Desarma a cualquiera cuando alguien transmite un mensaje sentido, diciendo lo que realmente piensa. Un discurso auténtico disolvería, poco a poco, las defensas de la desconfianza y abriría, una a una, las cerraduras de las personas, entrando y grabando en cada una de ellas sus mensajes.
Eso es importantísimo —sin duda—, pero no suficiente. Los mensajes deben ser pocos y verdaderos, además de ser machacados una y otra vez en todos los medios posibles. Los adultos hacemos nuestro algo y aprendemos por repetición.
Ese discurso no se lo pido a un líder de izquierda porque —de plano— sus mensajes no son pocos ni tampoco verdaderos. Se lo pido al líder de derecha no populista que aún no tenemos. Me dirijo al que quiera rendir culto a la propiedad, la claridad y la responsabilidad; al que use —hasta la fatiga— los caminos de la libertad y la competencia.
Las personas no son tontas, saben que arreglar el país no es cosa de un día ni de una ley mágica que nos dore la píldora. El electorado peruano está cansado de que lo traten como si no supiera la verdad. Y es ahí donde un candidato puede marcar la diferencia. Decir las cosas como son, sin adornos ni filtros, no solo es necesario, es estratégico. La gente quiere líderes que no les vendan humo, que les hablen de frente y los involucren en las decisiones difíciles que hay que tomar para sacar adelante al país.

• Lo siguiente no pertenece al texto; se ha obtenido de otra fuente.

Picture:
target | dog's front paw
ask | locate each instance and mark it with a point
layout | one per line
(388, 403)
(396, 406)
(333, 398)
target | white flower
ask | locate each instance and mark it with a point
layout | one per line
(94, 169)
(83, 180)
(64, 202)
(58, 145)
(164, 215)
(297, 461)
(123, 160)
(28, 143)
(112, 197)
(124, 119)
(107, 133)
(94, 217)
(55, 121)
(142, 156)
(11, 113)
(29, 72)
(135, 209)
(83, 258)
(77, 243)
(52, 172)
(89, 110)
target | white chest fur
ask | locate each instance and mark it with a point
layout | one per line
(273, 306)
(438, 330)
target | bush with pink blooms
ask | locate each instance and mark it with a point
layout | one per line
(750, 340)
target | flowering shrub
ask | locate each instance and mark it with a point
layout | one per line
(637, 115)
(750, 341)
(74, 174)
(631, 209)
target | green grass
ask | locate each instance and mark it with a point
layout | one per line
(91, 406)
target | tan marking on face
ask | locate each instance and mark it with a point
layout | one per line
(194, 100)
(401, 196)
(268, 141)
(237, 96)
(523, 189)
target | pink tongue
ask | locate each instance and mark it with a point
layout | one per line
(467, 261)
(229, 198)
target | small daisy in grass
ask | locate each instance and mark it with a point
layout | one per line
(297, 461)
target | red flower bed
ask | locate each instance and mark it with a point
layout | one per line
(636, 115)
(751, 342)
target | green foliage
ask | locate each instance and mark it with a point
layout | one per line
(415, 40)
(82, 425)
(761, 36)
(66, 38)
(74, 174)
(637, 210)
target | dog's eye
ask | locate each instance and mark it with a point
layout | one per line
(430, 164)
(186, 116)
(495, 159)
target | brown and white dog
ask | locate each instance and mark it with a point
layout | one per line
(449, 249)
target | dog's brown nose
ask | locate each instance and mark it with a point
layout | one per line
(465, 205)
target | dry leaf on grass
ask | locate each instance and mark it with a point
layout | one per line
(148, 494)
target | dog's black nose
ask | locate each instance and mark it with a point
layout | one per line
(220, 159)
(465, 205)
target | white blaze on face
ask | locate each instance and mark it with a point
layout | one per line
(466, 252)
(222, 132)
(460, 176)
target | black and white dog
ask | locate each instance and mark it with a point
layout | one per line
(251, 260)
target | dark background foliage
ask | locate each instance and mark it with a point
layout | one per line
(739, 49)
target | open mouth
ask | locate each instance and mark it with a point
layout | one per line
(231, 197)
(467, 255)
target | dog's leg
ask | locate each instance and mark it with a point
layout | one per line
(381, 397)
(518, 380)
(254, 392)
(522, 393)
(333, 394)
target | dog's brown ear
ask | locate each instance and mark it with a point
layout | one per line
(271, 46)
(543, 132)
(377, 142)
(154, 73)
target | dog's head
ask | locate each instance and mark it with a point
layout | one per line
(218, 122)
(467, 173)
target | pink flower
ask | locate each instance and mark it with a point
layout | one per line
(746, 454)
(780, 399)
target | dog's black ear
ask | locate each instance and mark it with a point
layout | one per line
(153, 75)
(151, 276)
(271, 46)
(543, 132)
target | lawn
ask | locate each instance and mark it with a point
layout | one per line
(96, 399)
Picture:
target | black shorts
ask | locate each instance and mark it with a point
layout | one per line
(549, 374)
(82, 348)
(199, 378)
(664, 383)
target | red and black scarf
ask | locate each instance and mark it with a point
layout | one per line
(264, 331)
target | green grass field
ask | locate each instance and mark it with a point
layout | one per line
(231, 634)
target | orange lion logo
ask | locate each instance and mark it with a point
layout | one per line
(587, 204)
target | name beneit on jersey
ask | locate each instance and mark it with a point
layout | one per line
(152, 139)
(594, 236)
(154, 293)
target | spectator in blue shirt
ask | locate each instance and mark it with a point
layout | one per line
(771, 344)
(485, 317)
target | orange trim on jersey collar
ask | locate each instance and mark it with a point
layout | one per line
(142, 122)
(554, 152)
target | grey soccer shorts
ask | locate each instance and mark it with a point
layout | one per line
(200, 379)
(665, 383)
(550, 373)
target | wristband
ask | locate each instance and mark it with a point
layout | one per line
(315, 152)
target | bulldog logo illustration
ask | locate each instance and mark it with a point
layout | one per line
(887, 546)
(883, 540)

El político que se atreva a decir la verdad, por más incómoda que sea, será el que marque la diferencia. No prometiendo lo imposible, sino presentando el escenario real y confiando en la capacidad de la gente para asumir su responsabilidad. Porque la única manera de empezar a arreglar este país es con transparencia, con valentía y con muchísimo trabajo.